George Osborne's Autumn statement, delivered in December, confirmed that if re-elected the Tories will continue with their austerity programme. It is now crystal clear (if it wasn't already) that the public spending cuts are not necessary, and that the Tories always intended to roll back the state, and return the country to 1930s levels of public spending - that is before the creation of the welfare state. But in 2015 we have an opportunity to decide what sort of country we want to live in when we vote in both the general and local elections. If the Tories get another 5 year term nationally, they will have destroyed what remains of the welfare state, local government will cease to exist or only exist as a commissioner of services, our NHS will have been mainly privatised, and employment and trade union rights will have been further reduced. If this is not the country you want to live in then you need to seriously think about voting for parties other than the Conservatives. And don't be fooled by UKIP - they are racist wolves in sheep's clothing or "pound shop Enoch Powell's" as Russell Brand described Nigel Farage.

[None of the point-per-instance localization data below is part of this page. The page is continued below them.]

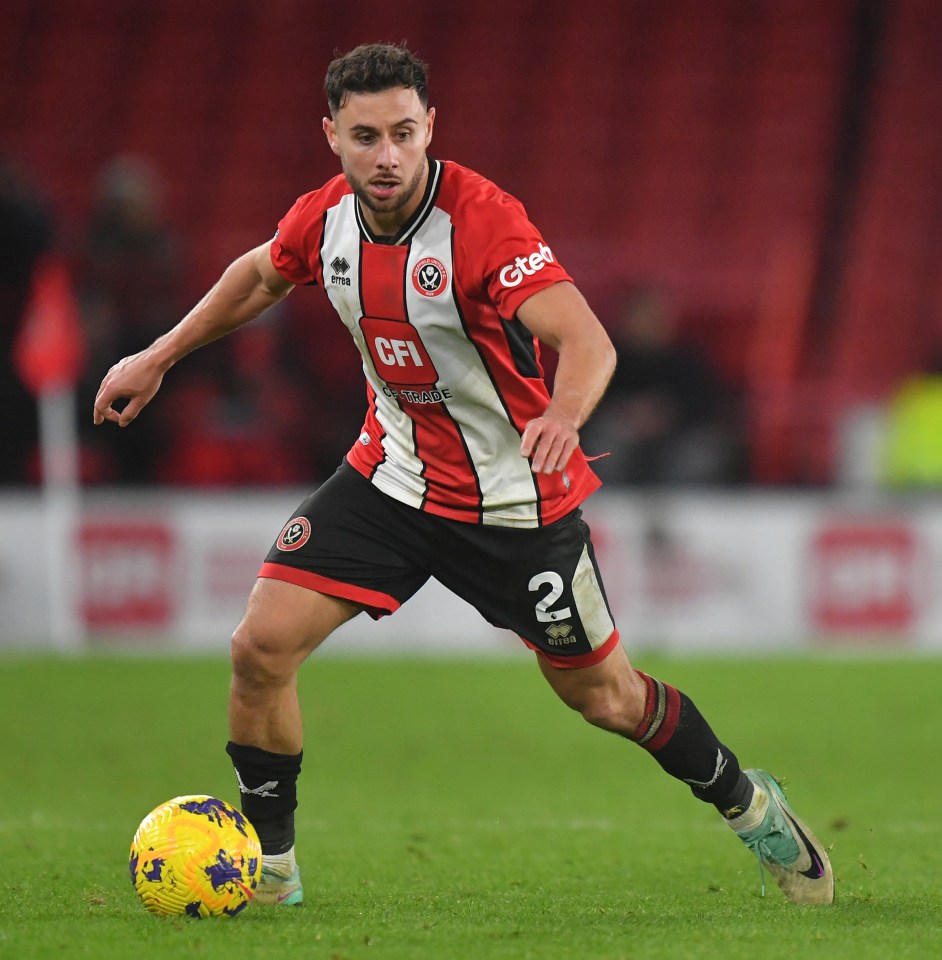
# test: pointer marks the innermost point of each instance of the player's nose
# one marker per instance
(388, 156)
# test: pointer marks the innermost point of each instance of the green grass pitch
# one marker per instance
(455, 810)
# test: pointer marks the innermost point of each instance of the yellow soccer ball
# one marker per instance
(195, 856)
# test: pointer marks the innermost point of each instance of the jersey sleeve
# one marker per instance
(294, 248)
(514, 259)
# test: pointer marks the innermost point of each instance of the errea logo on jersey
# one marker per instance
(512, 275)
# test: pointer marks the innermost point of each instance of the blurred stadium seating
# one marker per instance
(685, 143)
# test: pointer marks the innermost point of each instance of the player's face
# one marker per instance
(381, 139)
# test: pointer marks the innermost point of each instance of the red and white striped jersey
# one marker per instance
(452, 377)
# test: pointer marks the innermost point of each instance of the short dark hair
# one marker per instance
(372, 68)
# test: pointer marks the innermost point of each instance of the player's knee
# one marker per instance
(606, 710)
(614, 708)
(257, 660)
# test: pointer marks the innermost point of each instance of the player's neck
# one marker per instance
(389, 224)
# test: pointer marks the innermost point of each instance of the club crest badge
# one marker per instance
(294, 534)
(429, 277)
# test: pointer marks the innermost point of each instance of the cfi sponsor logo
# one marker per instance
(430, 277)
(512, 275)
(294, 534)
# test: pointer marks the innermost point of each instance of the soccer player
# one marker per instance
(466, 469)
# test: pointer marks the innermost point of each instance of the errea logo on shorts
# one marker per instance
(512, 275)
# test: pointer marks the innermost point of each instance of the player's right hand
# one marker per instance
(135, 379)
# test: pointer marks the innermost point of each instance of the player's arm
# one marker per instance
(248, 287)
(560, 317)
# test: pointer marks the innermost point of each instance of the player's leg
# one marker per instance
(283, 624)
(665, 722)
(614, 696)
(545, 585)
(347, 548)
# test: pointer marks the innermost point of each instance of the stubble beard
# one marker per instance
(385, 207)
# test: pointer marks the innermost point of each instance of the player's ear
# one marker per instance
(330, 131)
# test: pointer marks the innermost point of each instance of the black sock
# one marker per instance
(268, 783)
(675, 733)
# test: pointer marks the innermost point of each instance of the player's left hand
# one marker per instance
(550, 442)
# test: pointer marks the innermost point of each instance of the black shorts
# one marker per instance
(350, 540)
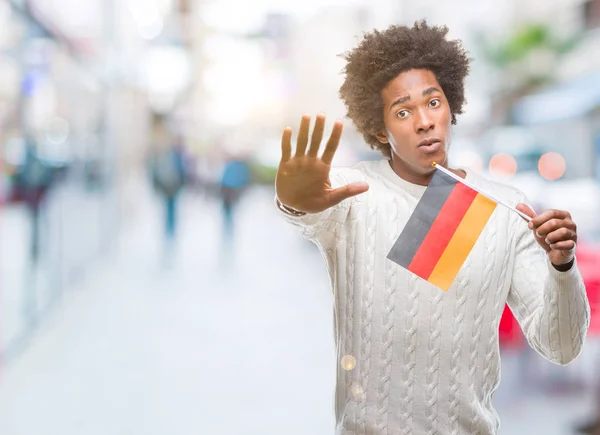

Over the past four and half years the Tories both nationally and locally have shown that they govern in the interests of the wealthy. Those at the very top of society - the 1% - have been completely unaffected by the government's austerity programme, while ordinary people have seen their incomes and living standards fall. Here in North Somerset the council thought it was absolutely fine to increase the allowances of some councillors as well as hiring an interim Finance Chief and paying her £825 a day, but at the same time they claim that they cannot afford to pay their staff the living wage, and in the new year they want to reduce payments for unsocial hours working. In addition right at the beginning of the year the council froze council tax for the majority, but increased it for the poorest when they reduced the Council Tax Support Scheme.
2014 has been another year of headlines about food banks, the bedroom tax, homelessness, social security cuts, zero hours contracts, underemployment and low pay. UNISON members in the NHS, Local Government and Schools, as well as trade union members in other industries and public services have taken industrial action over pay (and pensions in the case of the Firefighters). Low Pay and the Living Wage have been the big issues of 2014 for the trade union movement, and will continue to be the big issues for 2015.
In 1857 Frederick Douglass, the great African American abolitionist said that "Power concedes nothing without a demand. It never did and it never will." Almost 100 years later in his Letter from a Birmingham Jail, Martin Luther King Jr. wrote "it is an historical fact that privileged groups seldom give up their privileges voluntarily." If workers want their fair share of the enormous wealth which is currently owned and controlled by the 1% we need to demand it and be prepared to fight for it. If we do that then we've got a good chance of winning - as the Occupy movement have so aptly put it - we are the 99% and if we stand together against the 1%, 99 to 1 are great odds.